Иларий угрюмо брёл по улицам города. Бурлящее вокруг праздничное веселье не вызывало в нём ни малейшего отклика. Пока Иларий лежал на грязной подстилке в темной камере, весна превратилась в настоящее лето, и чувствовалось, что оно не собиралось сдавать своих позиций – день ото дня становилось всё теплее. И несмотря на то, что приближался вечер, в лицо юноше дышал мягкий ветер. Торжества переходили в самую весёлую фазу. Все официальные мероприятия с их обязательными скучными речами и заунывными гимнами закончились, и горожан ждали аппетитно пахнущее жареное мясо на расставленных по всему городу столах, румяные пироги на лотках коробейников, винные бочки, призывно сверкающие влажными боками в сгущающихся сумерках; а также песни, пляски, игры и радостное безумие до утра. С разных сторон города то и дело раздавались хохот, музыка, крики; навстречу постоянно попадались шумные компании; дети, возбуждённые осознанием того, что ночью можно не спать, с гиканьем носились по улицам.
И ничего не напоминало о том, что всего месяц назад в стране сменилась власть. Пожалуй, лишь встречавшиеся неестественно часто стражники в полной амуниции, бдительно присматривающиеся к толпам гуляющих горожан. Но даже на лицах стражников время от времени проскальзывали улыбки и угадывалось желание присоединиться к веселящимся.

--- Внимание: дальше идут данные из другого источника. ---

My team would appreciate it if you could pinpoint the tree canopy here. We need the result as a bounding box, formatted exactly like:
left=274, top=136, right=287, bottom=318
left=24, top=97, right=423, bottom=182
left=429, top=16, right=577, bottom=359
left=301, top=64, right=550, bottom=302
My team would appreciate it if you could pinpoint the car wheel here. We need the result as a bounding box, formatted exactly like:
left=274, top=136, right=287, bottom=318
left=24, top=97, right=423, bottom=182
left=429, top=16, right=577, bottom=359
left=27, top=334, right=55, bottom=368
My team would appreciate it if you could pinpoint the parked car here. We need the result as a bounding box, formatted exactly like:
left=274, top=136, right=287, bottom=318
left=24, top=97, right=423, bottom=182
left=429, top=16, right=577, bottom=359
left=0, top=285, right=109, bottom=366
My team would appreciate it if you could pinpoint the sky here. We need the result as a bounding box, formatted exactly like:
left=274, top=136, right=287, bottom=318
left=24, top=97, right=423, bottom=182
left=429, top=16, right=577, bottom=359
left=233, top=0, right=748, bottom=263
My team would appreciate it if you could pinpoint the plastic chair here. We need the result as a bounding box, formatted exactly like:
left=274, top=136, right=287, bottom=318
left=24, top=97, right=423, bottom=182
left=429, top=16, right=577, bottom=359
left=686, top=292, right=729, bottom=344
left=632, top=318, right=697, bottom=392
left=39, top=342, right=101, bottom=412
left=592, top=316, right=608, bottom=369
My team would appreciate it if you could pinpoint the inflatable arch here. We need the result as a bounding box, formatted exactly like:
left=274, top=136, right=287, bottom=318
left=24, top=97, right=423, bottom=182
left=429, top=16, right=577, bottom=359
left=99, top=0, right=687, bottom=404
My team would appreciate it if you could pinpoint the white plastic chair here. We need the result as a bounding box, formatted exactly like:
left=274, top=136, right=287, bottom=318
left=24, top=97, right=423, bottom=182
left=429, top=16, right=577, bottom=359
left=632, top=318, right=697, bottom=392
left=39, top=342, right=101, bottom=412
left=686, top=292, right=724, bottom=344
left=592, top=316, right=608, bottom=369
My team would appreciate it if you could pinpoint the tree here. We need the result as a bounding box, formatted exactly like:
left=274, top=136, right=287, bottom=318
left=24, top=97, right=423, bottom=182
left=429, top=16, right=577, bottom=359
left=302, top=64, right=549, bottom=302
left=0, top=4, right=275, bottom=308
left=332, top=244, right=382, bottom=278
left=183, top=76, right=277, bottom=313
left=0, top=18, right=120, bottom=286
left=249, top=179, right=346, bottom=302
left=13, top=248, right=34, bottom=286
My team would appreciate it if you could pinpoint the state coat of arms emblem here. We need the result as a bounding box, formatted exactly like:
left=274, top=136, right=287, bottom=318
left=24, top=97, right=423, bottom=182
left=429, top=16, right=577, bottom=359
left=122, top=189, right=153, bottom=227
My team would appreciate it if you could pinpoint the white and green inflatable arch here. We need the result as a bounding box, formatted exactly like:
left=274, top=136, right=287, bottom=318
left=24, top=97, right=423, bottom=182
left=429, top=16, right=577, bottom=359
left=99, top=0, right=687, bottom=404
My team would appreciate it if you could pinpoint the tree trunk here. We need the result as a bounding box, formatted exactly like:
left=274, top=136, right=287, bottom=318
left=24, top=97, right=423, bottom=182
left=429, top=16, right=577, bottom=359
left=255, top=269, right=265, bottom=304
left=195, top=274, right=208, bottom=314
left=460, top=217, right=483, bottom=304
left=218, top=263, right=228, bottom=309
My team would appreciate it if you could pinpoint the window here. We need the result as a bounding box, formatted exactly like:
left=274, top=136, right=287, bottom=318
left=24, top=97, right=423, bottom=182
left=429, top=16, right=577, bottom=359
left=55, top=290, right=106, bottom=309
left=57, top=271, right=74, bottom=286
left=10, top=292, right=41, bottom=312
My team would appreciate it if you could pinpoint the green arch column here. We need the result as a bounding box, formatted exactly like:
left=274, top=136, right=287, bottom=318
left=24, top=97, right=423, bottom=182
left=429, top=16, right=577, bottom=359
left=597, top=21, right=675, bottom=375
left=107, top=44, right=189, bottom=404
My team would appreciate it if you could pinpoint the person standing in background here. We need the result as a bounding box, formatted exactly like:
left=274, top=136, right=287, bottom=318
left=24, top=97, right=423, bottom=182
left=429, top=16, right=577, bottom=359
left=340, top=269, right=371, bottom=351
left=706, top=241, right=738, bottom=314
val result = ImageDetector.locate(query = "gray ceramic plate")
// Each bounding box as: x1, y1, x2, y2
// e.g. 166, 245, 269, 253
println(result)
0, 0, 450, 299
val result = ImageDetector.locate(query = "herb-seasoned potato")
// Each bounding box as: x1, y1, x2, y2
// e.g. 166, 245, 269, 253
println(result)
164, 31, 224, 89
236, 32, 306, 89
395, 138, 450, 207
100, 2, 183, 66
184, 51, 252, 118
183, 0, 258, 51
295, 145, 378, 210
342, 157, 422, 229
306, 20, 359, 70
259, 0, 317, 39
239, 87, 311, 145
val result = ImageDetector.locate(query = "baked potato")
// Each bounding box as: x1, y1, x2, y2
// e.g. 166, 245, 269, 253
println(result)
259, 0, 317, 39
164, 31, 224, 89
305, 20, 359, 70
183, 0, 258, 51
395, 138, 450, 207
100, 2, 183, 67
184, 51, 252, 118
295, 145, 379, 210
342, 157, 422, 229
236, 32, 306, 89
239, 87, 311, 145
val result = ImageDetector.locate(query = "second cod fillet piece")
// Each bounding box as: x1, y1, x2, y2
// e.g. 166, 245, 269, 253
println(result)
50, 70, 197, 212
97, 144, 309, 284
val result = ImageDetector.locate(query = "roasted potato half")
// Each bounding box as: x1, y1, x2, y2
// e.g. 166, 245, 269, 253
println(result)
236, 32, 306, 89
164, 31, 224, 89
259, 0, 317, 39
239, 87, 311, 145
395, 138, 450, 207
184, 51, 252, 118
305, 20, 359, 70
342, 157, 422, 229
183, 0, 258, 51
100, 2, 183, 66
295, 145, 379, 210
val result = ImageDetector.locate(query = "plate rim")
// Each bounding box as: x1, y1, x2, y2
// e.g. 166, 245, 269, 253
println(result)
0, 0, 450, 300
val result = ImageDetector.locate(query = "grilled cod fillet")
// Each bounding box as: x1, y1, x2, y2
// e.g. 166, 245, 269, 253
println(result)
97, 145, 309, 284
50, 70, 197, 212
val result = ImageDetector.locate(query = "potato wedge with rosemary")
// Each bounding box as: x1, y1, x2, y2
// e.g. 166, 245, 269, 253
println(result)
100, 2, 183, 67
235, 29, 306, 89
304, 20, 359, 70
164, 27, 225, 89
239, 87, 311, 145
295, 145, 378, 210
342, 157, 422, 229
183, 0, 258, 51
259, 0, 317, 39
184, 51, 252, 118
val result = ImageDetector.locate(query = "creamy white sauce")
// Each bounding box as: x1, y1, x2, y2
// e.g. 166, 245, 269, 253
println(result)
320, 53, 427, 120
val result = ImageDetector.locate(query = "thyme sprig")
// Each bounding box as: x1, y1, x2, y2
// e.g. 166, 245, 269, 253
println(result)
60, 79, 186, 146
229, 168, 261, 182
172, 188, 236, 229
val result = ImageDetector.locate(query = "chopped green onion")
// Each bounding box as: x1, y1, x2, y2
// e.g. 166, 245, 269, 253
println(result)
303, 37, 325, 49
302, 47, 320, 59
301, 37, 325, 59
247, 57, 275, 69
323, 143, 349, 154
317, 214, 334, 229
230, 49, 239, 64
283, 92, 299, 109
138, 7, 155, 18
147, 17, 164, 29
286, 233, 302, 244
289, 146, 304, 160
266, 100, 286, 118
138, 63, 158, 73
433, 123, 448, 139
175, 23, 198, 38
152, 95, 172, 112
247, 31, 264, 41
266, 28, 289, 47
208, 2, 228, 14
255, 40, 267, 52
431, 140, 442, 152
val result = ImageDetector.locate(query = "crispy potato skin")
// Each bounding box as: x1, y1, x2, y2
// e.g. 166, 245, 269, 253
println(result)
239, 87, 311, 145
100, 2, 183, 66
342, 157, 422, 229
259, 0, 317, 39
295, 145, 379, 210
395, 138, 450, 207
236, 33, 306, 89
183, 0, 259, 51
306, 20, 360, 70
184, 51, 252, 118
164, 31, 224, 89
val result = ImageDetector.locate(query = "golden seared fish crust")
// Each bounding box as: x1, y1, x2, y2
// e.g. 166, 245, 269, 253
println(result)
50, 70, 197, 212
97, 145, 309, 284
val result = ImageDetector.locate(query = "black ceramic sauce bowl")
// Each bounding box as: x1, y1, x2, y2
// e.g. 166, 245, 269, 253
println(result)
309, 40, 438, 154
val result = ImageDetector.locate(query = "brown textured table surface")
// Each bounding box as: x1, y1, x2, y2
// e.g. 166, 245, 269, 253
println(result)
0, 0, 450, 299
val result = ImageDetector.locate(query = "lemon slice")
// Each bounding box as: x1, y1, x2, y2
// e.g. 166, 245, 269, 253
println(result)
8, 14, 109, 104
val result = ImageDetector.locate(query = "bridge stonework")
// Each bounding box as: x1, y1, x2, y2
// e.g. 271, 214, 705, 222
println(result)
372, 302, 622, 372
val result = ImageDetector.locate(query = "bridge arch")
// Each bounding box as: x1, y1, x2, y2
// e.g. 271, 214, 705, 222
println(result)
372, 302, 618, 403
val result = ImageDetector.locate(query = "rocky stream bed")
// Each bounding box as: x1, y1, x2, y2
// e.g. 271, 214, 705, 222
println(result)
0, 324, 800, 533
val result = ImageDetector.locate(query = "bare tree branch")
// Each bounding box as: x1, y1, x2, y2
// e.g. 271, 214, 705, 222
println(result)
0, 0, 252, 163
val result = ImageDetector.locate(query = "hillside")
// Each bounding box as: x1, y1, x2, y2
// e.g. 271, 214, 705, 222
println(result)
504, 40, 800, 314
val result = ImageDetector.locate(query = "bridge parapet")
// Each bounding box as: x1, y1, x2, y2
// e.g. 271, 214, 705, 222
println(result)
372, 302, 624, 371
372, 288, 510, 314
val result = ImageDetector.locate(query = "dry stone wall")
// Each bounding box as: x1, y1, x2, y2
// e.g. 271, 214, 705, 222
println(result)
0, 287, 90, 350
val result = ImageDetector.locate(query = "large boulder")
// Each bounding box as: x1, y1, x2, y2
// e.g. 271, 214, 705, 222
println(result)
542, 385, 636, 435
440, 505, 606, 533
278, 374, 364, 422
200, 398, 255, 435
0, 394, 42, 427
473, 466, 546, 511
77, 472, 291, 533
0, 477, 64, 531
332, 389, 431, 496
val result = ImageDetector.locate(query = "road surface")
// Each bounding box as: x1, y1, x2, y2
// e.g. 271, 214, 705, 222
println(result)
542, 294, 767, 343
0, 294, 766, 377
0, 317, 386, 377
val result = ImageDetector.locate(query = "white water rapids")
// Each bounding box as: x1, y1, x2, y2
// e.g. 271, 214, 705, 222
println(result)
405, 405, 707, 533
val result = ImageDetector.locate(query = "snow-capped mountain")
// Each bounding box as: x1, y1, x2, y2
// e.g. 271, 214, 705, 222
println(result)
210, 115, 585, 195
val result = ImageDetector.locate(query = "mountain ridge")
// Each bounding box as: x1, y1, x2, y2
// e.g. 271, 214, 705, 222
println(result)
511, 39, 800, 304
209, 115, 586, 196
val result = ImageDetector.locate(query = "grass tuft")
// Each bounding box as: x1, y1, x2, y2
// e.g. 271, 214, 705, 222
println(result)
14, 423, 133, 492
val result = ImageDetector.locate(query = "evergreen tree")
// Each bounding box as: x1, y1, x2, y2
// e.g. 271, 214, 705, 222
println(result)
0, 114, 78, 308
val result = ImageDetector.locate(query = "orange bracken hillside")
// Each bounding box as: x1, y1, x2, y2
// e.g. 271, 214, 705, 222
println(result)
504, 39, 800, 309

Иларий вспоминал ту Столицу, которую он покинул, и думал о том, что, в сущности, ничего не изменилось, и догадаться, кто правит городом: коварный ворожей или законный Король – не было никакой возможности. Что бы ни говорил Пармен, а жизнь простых людей при Арне была совсем не плохой, во всяком случае не хуже, чем при предыдущих правителях, а если вспомнить некоторых из них (например, Якова Седьмого Волчье Око или Якова Четырнадцатого Трехпалого), то и получше. Несмотря на то, что Арн совершенно не занимался делами государства, а короли каждый год менялись, дела в стране шли неплохо. За семнадцать лет короли попадались разные: и хорошие, и плохие, и так себе. Главное было в том, что они не успевали за год сильно навредить – срок их правления был слишком короток. Обычно они успевали лишь начать преобразования, самые шустрые – слегка продолжить, а закончить никто не успевал, поэтому-то в стране ничего особенно не менялось.